22.01.2018

Jaguar E-Pace, premier contact

Si déjà le premier SUV compact Jaguar est appelé à booster les ventes de la marque britannique, autant qu’il soit stylé. C’est bien le cas de ce Jaguar E-Pace joliment proportionné, dynamique et technologique.


Si déjà le premier SUV compact Jaguar est appelé à booster les ventes de la marque britannique, autant qu’il soit stylé. C’est bien le cas de ce Jaguar E-Pace joliment proportionné, dynamique et technologique.

22 janvier 2018

Ian Callum, qui en est sa neuvième Jaguar, est formel: le compact E-Pace devait se différencier clairement de son aîné, le SUV F-Pace couronné de succès. Le directeur du design Jaguar est donc allé puiser dans les organes stylistiques du coupé F-Type – il y a vraiment pire – pour façonner ce tout-chemin de 4,40 m. On retrouve donc des épaules plutôt musclées, des phares en amandes, des feux arrière étirés et même un levier de vitesses classique en lieu et place de la molette escamotable peuplant habituellement les Jaguar. Haut sur pattes, l’E-Pace se distingue aussi par sa faible surface latérale vitrée en goutte d’eau. Au final, ce « baby Jag » a le minois de l’emploi et devrait sans trop de peine remplir l’objectif de conquête (80% de clients étrangers à la marque) lui ayant été assigné.

Un penchant de propulsion

Hormis un modèle basique 4x2, le Jaguar E-Pace reprend une architecture à traction intégrale recourant largement à l’aluminium, dont une suspension arrière multibras compacte. La transmission standard répartit en permanence le couple selon les conditions d’adhérence. Mais ce SUV peut aussi être doté d’une transmission active. En conduite coulée, le couple est uniquement dirigé sur l’essieu avant, tandis qu’à allure normale il privilégie le train arrière. Ce caractère de propulsion ne va toutefois pas jusqu’à autoriser des survirages prononcés. De toute manière, ce système réagissant en 300 millisecondes s’empresse de repasser en quatre roues motrices à la moindre amorce de patinage.

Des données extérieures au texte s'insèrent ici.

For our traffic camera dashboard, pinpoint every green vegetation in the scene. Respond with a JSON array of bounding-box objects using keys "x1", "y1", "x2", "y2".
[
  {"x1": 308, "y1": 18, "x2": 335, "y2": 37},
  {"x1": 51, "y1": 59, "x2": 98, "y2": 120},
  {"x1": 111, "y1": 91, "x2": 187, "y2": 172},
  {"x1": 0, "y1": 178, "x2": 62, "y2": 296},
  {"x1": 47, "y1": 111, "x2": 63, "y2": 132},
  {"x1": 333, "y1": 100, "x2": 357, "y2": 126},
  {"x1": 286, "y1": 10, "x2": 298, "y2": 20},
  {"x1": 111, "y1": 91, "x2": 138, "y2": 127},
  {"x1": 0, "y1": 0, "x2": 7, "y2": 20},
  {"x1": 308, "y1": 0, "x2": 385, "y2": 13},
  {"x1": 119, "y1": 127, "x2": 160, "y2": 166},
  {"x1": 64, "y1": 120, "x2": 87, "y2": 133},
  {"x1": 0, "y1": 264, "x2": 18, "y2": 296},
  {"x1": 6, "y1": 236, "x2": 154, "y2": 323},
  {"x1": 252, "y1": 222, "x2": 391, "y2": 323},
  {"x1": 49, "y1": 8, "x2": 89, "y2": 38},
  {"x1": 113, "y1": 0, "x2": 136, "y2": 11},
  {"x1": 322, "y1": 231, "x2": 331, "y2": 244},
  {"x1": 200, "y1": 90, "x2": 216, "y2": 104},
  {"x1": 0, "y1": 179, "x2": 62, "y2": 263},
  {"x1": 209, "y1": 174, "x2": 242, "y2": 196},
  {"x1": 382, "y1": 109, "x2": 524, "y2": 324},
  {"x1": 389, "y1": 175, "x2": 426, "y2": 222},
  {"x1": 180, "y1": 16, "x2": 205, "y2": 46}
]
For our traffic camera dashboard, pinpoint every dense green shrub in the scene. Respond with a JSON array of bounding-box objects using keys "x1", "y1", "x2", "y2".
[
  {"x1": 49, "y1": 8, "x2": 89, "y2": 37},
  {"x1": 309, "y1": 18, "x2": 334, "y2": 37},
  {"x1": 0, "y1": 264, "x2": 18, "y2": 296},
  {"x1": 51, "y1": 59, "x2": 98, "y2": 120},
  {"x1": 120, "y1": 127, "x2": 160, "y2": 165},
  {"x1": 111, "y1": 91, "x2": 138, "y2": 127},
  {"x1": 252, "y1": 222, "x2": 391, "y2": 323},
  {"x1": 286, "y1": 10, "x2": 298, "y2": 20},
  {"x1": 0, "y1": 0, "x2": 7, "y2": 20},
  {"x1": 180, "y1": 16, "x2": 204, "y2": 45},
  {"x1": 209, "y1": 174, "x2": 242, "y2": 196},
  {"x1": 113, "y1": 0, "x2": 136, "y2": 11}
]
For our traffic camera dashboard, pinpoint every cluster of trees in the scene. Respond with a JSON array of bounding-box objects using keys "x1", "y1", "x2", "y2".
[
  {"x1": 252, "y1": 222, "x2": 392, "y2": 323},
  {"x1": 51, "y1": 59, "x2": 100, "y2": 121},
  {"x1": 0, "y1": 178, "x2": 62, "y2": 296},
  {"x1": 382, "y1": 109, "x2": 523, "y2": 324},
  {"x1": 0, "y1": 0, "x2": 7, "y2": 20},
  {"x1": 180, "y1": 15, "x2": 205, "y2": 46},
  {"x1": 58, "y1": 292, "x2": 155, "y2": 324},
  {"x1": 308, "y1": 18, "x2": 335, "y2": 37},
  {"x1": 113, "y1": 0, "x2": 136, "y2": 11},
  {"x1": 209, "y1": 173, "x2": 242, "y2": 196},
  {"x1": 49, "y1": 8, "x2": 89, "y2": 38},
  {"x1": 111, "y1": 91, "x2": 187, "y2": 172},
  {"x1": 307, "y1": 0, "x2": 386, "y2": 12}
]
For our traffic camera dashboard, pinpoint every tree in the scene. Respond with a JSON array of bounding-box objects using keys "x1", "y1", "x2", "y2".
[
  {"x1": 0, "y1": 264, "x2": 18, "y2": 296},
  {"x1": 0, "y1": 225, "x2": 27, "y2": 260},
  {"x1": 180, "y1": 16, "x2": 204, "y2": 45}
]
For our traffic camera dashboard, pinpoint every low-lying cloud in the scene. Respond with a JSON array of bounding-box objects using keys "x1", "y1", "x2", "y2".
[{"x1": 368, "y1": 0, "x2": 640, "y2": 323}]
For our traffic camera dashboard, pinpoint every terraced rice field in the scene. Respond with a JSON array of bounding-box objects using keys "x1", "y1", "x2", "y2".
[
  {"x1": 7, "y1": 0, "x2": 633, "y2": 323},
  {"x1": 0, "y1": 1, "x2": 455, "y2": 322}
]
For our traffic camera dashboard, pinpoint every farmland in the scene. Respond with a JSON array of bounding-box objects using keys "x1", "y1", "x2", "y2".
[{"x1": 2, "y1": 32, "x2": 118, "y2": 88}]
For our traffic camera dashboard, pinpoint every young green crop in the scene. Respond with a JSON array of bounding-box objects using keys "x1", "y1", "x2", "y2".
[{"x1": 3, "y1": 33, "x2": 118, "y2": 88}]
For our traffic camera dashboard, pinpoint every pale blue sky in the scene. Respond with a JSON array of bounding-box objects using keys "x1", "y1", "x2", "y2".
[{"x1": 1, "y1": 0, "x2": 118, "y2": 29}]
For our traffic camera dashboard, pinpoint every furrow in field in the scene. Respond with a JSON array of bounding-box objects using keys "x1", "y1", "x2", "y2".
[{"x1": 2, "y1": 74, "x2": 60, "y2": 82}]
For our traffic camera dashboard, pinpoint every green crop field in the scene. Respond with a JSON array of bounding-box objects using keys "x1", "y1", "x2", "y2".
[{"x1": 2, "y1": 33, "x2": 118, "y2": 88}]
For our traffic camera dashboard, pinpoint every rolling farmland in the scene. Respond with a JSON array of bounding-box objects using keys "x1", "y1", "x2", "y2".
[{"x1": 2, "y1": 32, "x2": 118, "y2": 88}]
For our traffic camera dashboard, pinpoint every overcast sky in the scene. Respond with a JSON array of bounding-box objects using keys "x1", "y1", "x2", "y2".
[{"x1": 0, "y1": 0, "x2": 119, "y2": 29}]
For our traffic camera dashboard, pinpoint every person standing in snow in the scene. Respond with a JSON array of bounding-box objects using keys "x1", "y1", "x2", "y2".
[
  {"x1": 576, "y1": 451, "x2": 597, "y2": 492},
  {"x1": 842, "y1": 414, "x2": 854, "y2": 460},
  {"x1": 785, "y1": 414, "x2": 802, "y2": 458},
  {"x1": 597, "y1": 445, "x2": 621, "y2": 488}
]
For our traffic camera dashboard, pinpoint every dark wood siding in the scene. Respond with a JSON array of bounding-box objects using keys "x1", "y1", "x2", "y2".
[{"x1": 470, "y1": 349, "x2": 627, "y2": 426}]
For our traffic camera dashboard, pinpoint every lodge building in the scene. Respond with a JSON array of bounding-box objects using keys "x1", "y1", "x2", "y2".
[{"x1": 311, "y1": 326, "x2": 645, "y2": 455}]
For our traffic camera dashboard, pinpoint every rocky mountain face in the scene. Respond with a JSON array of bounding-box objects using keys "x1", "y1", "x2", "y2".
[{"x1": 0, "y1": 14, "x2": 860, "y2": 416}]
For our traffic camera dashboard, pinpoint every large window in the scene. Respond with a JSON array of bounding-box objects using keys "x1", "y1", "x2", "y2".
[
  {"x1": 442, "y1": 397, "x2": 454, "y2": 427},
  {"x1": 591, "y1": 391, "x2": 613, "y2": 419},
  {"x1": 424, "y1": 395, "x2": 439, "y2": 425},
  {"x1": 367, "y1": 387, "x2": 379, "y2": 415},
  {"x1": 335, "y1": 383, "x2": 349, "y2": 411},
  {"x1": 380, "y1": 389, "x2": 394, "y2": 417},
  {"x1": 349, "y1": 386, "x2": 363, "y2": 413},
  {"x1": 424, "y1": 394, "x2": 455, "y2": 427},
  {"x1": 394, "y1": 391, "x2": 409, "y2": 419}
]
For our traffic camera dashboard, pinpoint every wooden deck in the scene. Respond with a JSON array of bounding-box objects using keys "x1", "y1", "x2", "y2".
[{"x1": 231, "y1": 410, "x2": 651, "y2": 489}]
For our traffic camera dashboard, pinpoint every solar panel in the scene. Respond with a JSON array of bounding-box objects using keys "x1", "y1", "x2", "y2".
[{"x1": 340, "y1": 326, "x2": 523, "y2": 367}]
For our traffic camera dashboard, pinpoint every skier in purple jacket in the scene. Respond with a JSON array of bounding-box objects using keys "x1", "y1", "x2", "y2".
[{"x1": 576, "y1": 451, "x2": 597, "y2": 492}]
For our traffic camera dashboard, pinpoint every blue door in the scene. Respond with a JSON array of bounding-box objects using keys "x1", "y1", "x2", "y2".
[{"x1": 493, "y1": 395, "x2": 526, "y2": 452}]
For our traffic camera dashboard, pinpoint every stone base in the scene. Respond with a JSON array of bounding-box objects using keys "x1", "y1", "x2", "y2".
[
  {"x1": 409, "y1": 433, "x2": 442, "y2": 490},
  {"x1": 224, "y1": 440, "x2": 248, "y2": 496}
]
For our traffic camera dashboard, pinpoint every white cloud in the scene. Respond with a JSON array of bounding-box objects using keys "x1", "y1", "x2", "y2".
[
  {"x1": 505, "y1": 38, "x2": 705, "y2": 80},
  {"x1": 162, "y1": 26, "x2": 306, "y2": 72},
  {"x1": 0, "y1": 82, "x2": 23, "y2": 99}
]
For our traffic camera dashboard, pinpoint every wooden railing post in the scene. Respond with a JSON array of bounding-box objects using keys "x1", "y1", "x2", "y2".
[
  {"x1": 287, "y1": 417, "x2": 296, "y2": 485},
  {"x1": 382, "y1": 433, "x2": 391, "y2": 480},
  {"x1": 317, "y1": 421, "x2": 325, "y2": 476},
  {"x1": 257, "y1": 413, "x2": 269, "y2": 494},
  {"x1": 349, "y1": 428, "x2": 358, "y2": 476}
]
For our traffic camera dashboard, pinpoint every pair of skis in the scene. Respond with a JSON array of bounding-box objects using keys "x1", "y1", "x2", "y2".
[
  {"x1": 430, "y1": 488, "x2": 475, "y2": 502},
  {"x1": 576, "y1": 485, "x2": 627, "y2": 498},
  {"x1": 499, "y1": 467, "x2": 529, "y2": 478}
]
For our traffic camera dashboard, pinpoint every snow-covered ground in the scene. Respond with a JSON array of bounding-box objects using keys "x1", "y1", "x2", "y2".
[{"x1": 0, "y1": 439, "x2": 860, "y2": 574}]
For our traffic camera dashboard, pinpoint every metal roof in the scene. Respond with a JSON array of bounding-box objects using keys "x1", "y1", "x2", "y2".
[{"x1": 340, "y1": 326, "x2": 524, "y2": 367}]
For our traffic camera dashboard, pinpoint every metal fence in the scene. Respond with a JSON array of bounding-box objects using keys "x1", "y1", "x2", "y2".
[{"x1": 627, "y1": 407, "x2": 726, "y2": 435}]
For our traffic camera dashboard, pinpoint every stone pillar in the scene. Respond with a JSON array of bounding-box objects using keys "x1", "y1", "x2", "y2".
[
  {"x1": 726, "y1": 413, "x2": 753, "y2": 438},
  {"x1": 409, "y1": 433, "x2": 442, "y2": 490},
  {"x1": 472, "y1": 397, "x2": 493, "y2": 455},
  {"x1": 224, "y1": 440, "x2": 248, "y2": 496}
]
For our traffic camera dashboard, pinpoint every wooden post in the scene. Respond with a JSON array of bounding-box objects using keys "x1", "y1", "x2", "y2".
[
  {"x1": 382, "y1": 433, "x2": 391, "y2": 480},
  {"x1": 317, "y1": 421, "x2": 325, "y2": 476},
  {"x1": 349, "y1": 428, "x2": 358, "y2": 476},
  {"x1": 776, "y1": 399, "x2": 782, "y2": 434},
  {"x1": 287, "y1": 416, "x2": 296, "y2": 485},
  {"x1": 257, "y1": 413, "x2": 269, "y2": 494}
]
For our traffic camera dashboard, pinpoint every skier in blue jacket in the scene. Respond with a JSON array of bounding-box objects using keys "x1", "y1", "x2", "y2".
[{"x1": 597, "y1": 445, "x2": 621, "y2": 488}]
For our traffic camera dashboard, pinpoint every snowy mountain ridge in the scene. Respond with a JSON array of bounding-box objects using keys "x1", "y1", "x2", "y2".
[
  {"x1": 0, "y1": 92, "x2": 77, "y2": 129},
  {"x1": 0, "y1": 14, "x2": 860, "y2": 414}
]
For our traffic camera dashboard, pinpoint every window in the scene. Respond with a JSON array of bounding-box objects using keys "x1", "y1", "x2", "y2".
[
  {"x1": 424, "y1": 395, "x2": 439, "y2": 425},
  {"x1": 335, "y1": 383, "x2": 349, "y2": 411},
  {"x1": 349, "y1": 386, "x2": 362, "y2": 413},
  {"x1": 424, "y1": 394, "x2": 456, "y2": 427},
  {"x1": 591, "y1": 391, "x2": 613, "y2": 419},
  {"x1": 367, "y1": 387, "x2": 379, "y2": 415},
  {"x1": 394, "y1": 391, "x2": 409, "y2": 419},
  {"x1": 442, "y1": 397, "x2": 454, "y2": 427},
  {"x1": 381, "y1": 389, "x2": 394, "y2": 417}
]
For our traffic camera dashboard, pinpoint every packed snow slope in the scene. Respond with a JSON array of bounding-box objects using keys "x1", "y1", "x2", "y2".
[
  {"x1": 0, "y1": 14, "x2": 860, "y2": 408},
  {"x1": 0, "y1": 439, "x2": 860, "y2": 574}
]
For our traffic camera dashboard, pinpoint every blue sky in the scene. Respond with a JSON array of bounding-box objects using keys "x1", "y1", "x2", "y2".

En fait, le Jaguar E-Pace se veut davantage un SUV compact bien posé que franchement incisif. Son poids respectable (jusqu’à environ 1,9 t) explique aussi cela. La facette dynamique s’exprime pleinement au travers de la version essence de 300 ch qui jaillit en émettant des ronflements, certes artificiels, mais évocateurs qu’on n’attendrait pas d’un 4 cylindres. La déclinaison diesel de 240 ch vaut, elle, davantage par son solide couple de 500 Nm. L’ensemble des motorisations sont des 2 l turbo, les variantes automatiques étant couplées à une boîte 9 rapports.

Franchisseur insoupçonné

Bien qu’il revendique une valeur de passage à gué de 50 cm et une garde au sol de 20,4 cm, ce bébé Jaguar fait très 4x4 de salon. Fausse impression. Même sans enclencher le mode pluie, glace et neige, l’électronique identifiant les différentes surfaces régule avec brio le franchissement de pistes défoncées. Et l’on peut aussi laisser le système œuvrer automatiquement jusqu’à une vitesse 30 km/h. La griffe Jaguar Land Rover.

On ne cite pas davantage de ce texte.